- Posted by Kate McGinley
- On January 27, 2020
- 0 Comments
This week, we take a look at the problem with trying to eliminate, or reduce, variation, and some thoughts about what physicians can do to educate others about why this approach is problematic. If you missed the early posts in the series, discussing why variation elimination is limiting, why initiatives to reduce cardiovascular care variation fall short, and the importance of the uniqueness of each patient, catch up using the link.
Reducing Variation Consumes Valuable Healthcare Resources, and has Low Impact
Despite the incredible volume and velocity of healthcare data, most physicians are still struggling to get data-driven answers to their questions. It is not uncommon for a simple question of patient counts to take weeks, or even months, to answer. Oftentimes, tying patient outcomes to physicians requires a massive, months-long effort, in collecting and refining data, and the final product still doesn’t reflect the realities of those patients: some are sicker than others. Variation initiatives are often managed with this kind of data, resulting in, at best, short term changes that produce incremental results. While tens of millions of dollars may seem like significant savings, in organizations with budgets in the billions, those returns, once reduced by the cost of the variation program, amount to less than single digit percentages.
Even worse, some variation-reduction programs could harm patients. Sure, device X is 10% of the cost of device Y, but if device Y performs better in female patients above 60 with a history of hypertension and have a pacemaker, shouldn’t those patients have access to device Y? If organizations implement variation reduction programs without looking at this kind of nuance, they are doing their patients a disservice. Faced with this reality, many physicians bristle at participating in variation elimination work, and friction is created in the organization: the physicians can’t access the data to prove their point, and administrators question the need for keeping expensive devices in supply stock. The questions are left unanswered, agreement is not reached, and frustration continues, with patients none the wiser.
So what can physicians do to change the conversation, and push their organizations to support them in asking, and answering, the real question, which is “How do I bring all of the best possible practices to every one of my patients?”
Solving that problem requires a collaborative, performance-oriented approach. Instead of fighting variation, we can embrace it in an effort to learn from the best practices. Best practices for physicians don’t have to be limited to just procedures or other condition treatment modalities. Physicians can and should be able to quickly and continuously access the answers to best practices in the following areas:
- Performance — Asking physicians to change what they do, without being able to answer how they are doing, is fundamentally unfair. If a physician is already at the lowest limit of blood product utilization, given their specific cases, should they be instructed to lower the amount of blood products used, or reprimanded for their usage? We hope the answer is no, but we recognize that with variation reduction programs, the answer is almost invariably, “yes”.
- Practice — Every physician wants to practice to the best of their abilities. Often, getting data to understand what practice patterns produce noticeably better outcomes, or how each physician can optimize their own practice falls well behind standard reporting on the priority list. Much of that reporting, too, is about variation. How can doctors possibly improve their practice if they can’t get the data to do so?
- Outcomes — Every physician we know cares deeply about patient outcomes, and when they talk about those outcomes, they consider quality, cost, and patient experience. While a range of digital health vendors have emerged to help with some of these outcomes, no one else gives physicians the comprehensive, 360-degree view of outcomes in one place.

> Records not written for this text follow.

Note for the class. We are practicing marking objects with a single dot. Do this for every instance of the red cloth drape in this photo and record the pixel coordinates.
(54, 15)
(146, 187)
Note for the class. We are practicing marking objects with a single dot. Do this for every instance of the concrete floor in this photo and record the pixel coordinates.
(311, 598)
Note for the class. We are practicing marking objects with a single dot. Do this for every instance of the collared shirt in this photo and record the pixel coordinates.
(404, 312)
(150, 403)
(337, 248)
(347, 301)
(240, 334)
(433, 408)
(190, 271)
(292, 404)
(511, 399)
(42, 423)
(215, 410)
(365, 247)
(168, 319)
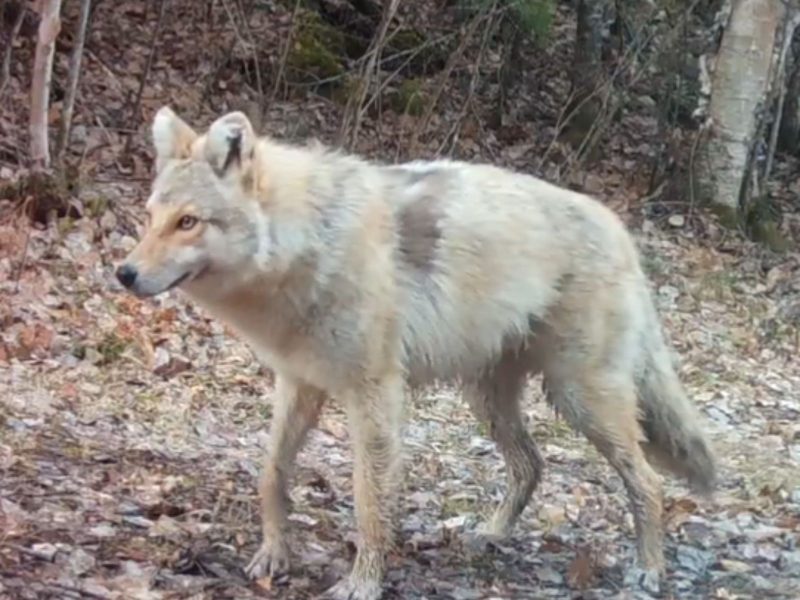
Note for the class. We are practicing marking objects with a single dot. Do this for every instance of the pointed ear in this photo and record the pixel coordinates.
(230, 143)
(172, 137)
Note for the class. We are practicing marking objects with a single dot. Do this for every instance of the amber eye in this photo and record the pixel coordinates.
(186, 222)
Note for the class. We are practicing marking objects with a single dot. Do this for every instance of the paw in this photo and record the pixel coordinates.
(646, 580)
(479, 539)
(354, 589)
(270, 560)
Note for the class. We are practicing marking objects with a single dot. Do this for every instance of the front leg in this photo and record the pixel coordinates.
(375, 420)
(296, 411)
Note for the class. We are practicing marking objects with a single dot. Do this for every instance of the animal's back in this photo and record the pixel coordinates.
(484, 253)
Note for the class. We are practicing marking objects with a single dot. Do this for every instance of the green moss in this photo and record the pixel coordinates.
(318, 49)
(96, 206)
(111, 347)
(768, 233)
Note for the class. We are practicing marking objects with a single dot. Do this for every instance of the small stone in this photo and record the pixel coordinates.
(677, 220)
(734, 566)
(44, 551)
(80, 562)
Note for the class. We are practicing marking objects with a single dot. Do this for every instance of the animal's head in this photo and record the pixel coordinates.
(198, 221)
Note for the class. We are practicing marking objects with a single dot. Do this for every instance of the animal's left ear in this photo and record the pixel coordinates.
(230, 143)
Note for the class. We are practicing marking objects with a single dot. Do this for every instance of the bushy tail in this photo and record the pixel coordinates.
(672, 424)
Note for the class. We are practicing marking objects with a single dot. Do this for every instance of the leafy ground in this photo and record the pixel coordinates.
(131, 431)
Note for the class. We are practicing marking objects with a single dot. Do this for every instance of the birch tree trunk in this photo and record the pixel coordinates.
(62, 142)
(49, 26)
(789, 139)
(739, 86)
(584, 104)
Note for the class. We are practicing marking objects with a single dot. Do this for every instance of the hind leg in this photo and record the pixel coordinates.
(604, 409)
(494, 398)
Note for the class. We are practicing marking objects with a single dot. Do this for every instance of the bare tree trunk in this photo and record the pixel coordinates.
(49, 26)
(789, 138)
(739, 86)
(587, 74)
(5, 70)
(62, 142)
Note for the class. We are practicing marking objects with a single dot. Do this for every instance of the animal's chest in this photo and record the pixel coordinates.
(294, 344)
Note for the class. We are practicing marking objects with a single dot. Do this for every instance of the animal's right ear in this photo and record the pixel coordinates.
(172, 137)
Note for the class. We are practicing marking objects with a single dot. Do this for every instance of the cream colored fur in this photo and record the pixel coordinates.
(353, 280)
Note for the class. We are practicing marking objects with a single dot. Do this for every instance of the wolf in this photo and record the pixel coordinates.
(355, 281)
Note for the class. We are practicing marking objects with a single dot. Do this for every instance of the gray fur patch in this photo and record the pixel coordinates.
(420, 231)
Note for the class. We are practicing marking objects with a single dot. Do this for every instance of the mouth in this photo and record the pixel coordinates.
(188, 276)
(178, 281)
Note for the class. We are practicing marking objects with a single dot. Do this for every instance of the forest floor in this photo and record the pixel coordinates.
(132, 432)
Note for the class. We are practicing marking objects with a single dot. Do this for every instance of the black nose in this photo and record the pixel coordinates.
(126, 275)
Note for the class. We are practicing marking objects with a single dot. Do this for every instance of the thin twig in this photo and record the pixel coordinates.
(353, 110)
(249, 43)
(49, 27)
(444, 77)
(5, 73)
(149, 65)
(692, 155)
(24, 257)
(452, 135)
(285, 52)
(62, 141)
(788, 33)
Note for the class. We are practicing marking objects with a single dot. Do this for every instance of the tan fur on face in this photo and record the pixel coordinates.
(352, 278)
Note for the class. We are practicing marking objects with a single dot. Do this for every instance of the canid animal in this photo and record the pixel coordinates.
(351, 279)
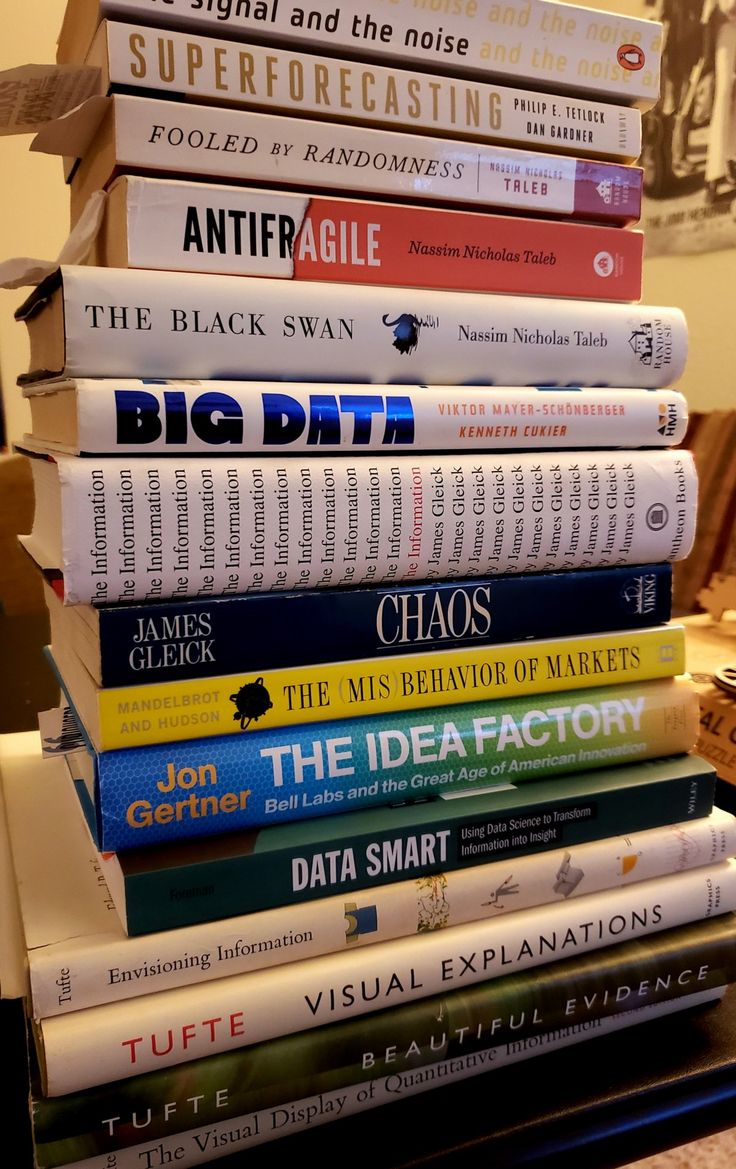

At Biome, we’re driven to enable physician performance, and we’ve designed a cardiovascular performance cloud that enables physicians to answer their questions about their performance, practice, and outcomes quickly, accurately and repeatedly by powering the cloud with a knowledge network:
- Give Every Physician the Ability to Ask the questions they need answered and the correct data and analytics needed to accurately answer their questions
- Find the best practices that stem from the natural differences in patient populations, costs, and performance
- Highlight these best practices with unprecedented speed and accuracy [months waiting for publication vs. immediate socialization of best practices, including many the physicians themselves didn’t even know they exhibited]
- Understand what powers the results—why do those best practices achieve results, and what population populations do those best practices apply to?
- Collaborate to bring those best practices into the operating rooms, cath labs, and clinics of every other physician that can benefit from them.
If, on the other hand, a physician notices performance that they would like to improve, our engagement experts help physicians understand the root causes of performance gaps, ask the right questions to understand how they can improve, and help coach, based on what has worked with other physicians in the same situation. We continue to help monitor and manage performance, so that it never drops off, and positive changes become new, permanent ways of working.
Reducing costs and improving quality doesn’t have to be the difficult sojourn so many variation programs make it seem to be. Rather, a new approach, rooted in performance, collaboration, and learning, has proven results at leading heart institutes across the country.